My case is sorted, MOD War Pension, labelled disabled, receiving lowered standard of living allowance. Vets Agency are supporting, and I am lucky enough to have a strong loving woman who takes so much sh*t, I would sh**t me if I were her. You can't beat the love of a good woman, try it.

Have had PTSD (mostly undiagnosed) with other issues for umpteen years. It was seen in me about three years ago, sorry to say that medics didnt refer me anywhere, I thought I was just going mad, frankly.I have friends who have PTSD, but they haven't been picked up and some of them don't want to be. You sort it when you're ready, I took a very, very long time. I also have other problems which don't help.

If one actually looks at oneself, and received counselling, development coacghing, and faces the demons full on, believe me, not everyone may have the balls to do all that. You have to open yourself up, and it aint nice.

PTSD can destroy your life, your family, and people who love you. We are all individuals, so please don't make the mistake of lumping everyone in together (not saying you do). We fruitcakes have had different experiences in differing theatres. That's what makes us all unique.

One person may cope one way, another finds other skills. The symptons may be the same, but the experiences may be different amongst us.

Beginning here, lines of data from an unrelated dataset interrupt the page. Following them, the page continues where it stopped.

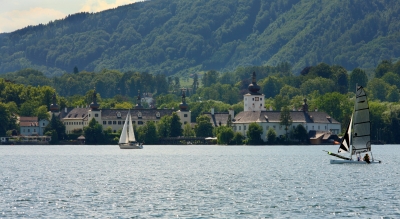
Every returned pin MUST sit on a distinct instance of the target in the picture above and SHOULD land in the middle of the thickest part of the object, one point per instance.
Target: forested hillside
(185, 37)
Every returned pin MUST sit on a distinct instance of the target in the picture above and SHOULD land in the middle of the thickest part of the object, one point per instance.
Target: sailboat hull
(353, 162)
(131, 146)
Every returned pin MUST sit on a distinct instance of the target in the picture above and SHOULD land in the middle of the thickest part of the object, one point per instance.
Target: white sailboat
(127, 139)
(357, 139)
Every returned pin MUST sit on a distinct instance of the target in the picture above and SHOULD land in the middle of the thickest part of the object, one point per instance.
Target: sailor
(366, 158)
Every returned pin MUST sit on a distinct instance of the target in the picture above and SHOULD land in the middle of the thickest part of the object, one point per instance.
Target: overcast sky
(17, 14)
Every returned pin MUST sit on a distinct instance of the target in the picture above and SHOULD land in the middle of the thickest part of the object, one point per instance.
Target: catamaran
(357, 139)
(127, 139)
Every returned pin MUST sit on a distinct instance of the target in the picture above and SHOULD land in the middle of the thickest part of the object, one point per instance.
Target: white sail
(131, 135)
(123, 139)
(346, 142)
(361, 123)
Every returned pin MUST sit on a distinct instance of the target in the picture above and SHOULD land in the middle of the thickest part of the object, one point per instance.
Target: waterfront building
(75, 119)
(316, 122)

It's not easy for anyone close to us, they can't know what's going on with us, others can't see the illness unless we crack, but it's healthy and healing, don't be scared of a good cry.

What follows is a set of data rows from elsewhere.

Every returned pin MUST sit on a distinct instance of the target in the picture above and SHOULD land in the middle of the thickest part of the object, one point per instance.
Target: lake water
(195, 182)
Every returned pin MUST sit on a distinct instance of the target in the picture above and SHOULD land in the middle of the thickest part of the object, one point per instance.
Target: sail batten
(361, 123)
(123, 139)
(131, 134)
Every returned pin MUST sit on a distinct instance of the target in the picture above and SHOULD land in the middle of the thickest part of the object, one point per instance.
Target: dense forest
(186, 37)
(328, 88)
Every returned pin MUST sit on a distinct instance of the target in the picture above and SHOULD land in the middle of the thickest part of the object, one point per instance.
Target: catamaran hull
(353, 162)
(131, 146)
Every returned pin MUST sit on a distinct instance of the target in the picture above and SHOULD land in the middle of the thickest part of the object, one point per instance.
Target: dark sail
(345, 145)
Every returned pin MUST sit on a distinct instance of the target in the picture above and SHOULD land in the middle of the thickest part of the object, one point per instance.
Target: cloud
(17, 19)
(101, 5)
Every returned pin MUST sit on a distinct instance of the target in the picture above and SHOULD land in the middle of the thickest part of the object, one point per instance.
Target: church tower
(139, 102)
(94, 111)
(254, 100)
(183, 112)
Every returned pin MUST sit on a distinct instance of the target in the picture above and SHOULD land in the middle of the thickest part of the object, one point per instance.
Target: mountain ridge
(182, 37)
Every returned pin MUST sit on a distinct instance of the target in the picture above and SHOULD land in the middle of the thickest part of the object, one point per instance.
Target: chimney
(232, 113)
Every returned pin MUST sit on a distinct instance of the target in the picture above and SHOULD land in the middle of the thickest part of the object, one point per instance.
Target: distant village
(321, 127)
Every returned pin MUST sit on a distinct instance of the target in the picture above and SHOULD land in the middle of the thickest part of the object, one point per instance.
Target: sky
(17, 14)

Triggers probably lurk in us all, noise, flashbacks, reminders, even films or televised events involving similar experiences to mine. Not easy , is it?
Not easy for our loved ones, our friends or our work mates. Flashbacks can come any time, dreams can be vivid. Our fears are real. Vivid.

That's what it's like with PTSD. I avoid the triggers, I've developed myself, have had a sh*t fifteen years and a really hard past year. I've cracked often. I'm lucky enough to have a lovely woman who was there when I cracked, the last time. I have to like myself, I have to trust people, and I have to manage my thing that apparently will improve but will not go away.

Concentrating on others helps you. Empathy helps us, and helps us to understand others. I say feck it, it's not going to feck up my love life and my job any more.

Couldn't agree with you more. For me the best coping mechanism is routine. Anything out of the ordinary and it gets a bit flakey.
As for the open up bit, scarey, very.

All the best to you mate.
 
#20
My name is Neil ,
I suffer a PTSD, I have done for quite some time . It has affected my family ,my friends, my whole life.
I have had many forms of treatment, some affective , some not. I have read books on the subject some written by eminent professionals and some by outright frauds. The treatment for some may not be treatment for others indeed maybe counter productive.

Two things have changed my life recently. I joined ARRSE at the suggestion of my consultant, I feel at home here , its familiar I understand it and is like a cushion from the real civilian world that I still cannot get to grips with . I feel that I am amongst my mates again, although I have never met you I know you’re there and I can talk to you regardless of the replies that come back . The guy next door also an ex serviceman who it transpires is also a sufferer, he too feels that the act of talking through what we feel , and the knowledge that there is some one who understands that will just listen and not pass judgment , it is the most important thing in the world to us , after all there are sometimes things to be said that I would not wish to recount to my wife.

PTSD is as real an injury as loosing a limb as real as being shot, and as real as the next man.
Although there will be no forum, If you suffer , I would urge you talk to some one about it (even if it’s the dog). Just remember you are not alone.